Friday, April 06, 2007

The Minister Mentor Speaks.

SYDNEY - MINISTER Mentor Lee Kuan Yew called for a sense of proportion yesterday, pointing out that the annual wage bill for ministers and all office holders is $46 million - or just 0.022 per cent of Singapore's total economic output.

It was an 'absurdity', he said, for Singaporeans to quarrel over whether ministers collectively should be paid $10 million or $20 million more, when an economy worth $210 billion was at stake.

'The cure to all this talk is really a good dose of incompetent government,' he said in his first comments on impending salary increases for ministers and top civil servants.

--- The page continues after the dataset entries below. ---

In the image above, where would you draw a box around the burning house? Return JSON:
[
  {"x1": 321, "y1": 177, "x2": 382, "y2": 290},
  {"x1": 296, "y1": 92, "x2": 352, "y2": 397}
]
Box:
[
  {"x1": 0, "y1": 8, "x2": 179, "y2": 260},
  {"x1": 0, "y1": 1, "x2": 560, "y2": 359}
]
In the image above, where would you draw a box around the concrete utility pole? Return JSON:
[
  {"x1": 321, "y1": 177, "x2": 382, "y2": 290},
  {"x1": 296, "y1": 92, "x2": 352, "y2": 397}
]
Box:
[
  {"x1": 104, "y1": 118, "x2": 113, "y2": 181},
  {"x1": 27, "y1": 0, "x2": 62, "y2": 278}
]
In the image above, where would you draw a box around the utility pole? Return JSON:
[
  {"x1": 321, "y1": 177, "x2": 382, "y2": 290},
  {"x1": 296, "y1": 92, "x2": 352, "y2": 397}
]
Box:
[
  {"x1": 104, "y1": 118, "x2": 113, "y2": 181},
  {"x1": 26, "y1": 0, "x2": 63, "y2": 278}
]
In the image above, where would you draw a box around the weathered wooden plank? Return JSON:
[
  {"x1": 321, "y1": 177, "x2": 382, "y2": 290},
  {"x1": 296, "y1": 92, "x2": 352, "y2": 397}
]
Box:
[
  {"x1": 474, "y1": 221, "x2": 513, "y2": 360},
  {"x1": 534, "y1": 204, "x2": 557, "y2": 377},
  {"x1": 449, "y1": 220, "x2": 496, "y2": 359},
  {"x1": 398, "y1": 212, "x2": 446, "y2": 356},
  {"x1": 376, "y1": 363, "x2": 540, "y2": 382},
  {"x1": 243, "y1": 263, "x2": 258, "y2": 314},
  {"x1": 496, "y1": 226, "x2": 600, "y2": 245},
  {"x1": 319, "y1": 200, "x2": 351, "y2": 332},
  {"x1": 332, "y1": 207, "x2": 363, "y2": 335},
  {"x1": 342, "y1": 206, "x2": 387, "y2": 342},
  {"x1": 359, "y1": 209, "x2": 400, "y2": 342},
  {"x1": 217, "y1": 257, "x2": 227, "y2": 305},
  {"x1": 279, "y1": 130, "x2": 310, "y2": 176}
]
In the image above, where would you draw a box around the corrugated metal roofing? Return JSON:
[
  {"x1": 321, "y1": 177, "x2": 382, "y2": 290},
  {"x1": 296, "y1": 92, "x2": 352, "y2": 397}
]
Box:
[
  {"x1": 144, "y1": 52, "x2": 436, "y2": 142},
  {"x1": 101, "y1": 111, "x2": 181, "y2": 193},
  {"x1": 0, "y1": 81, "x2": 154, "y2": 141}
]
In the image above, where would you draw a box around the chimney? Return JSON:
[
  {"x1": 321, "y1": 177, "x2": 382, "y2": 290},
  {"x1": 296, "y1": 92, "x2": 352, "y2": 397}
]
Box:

'You get that alternative and you'll never put Singapore together again.'

Singaporeans' asset values would also disappear, he warned, adding that 'your apartment will be worth a fraction of what it is, your jobs will be in peril, your security will be at risk and our women will become maids in other people's countries'.

He was speaking to the Singapore media at the end of his visit to Australia, and four days before Monday's debate in Parliament on a revision of ministerial salaries.

Prime Minister Lee Hsien Loong revealed on March 22 that public service salaries had fallen to 55 per cent of the private-sector benchmarks to which they are pegged. He said the Government had to close the gap.

According to the benchmark or formula, ministers should be drawing $2.2 million or more a year, but their actual salaries are now $1.2 million.

Minister Mentor Lee was the first to raise the idea of a benchmark by which to peg ministers' pay to top private-sector salaries - which he did in January 1994.

Later that year, Parliament approved the benchmarks, which were set out in a White Paper on competitive salaries for a competent and honest government.

Yesterday, MM Lee asked Singaporeans to consider how it was that a resident population of just over three million people could support and provide jobs for another 1.3 million foreigners.

'How does that happen? Why can't the 1.3 million people get jobs in their own countries? Just ask yourself that question.

'It must be something that we're doing which is right, that creates economic prosperity and growth.'

He said the present system of benchmarking ministers' pay to top private sector salaries was 'completely above board' and allowed the Government to recruit 'some of the very best' to lead the country.

It was an 'absurdity' to argue over whether or not ministers were being paid too much, he added, as their total salaries came up to $46 million a year, or 0.13 per cent of government expenditure. This was 0.022 per cent of gross domestic product.

These figures are before the revision that is expected to be announced on Monday.

'We are quarrelling about whether we should pay them $46 million or $36 million, or better still, $26 million. So you save $20 million and jeopardise an economy of $210 billion? What are we talking about?' he said.

As Minister Mentor, he said his pay of $2.7 million a year was lower than the $4 million a year that today's top lawyers earned.

It was also a fraction of the earnings of the top managers in the Government of Singapore Investment Corporation (GIC), which he chaired.

When it was put to him that people hoped for leaders who were willing to make sacrifices and who were not there for the money, he replied that these were 'admirable sentiments'.

But he added that 'we live in the real world'.

It had taken a lot of persuasion to get three doctors – Ng Eng Hen, Vivian Balakrishnan and Balaji Sadasivan – to leave their lucrative practices to enter politics in 2001. Even with the benchmarks in place, the decision meant huge pay cuts for two of them, he said.

His bottom line: if the Government could not pay competitive salaries, Singapore would not be able to compete and 'we're not going to live well'.


Apparently, MM Lee has decided that the S$10-20 Million difference in pay for the ministers really is peanuts. Nice.

Meanwhile, spending $250 a month to improve the lives of the poor and destitute (of which we can help with said 10 mill, about say...40,000) isn't really all that important.

And you also have to love the way that he argues for it. IF we don't pay the ministers this salary, Singapore WILL plunge into aforementioned destitution and civilisation as we know it will collapse.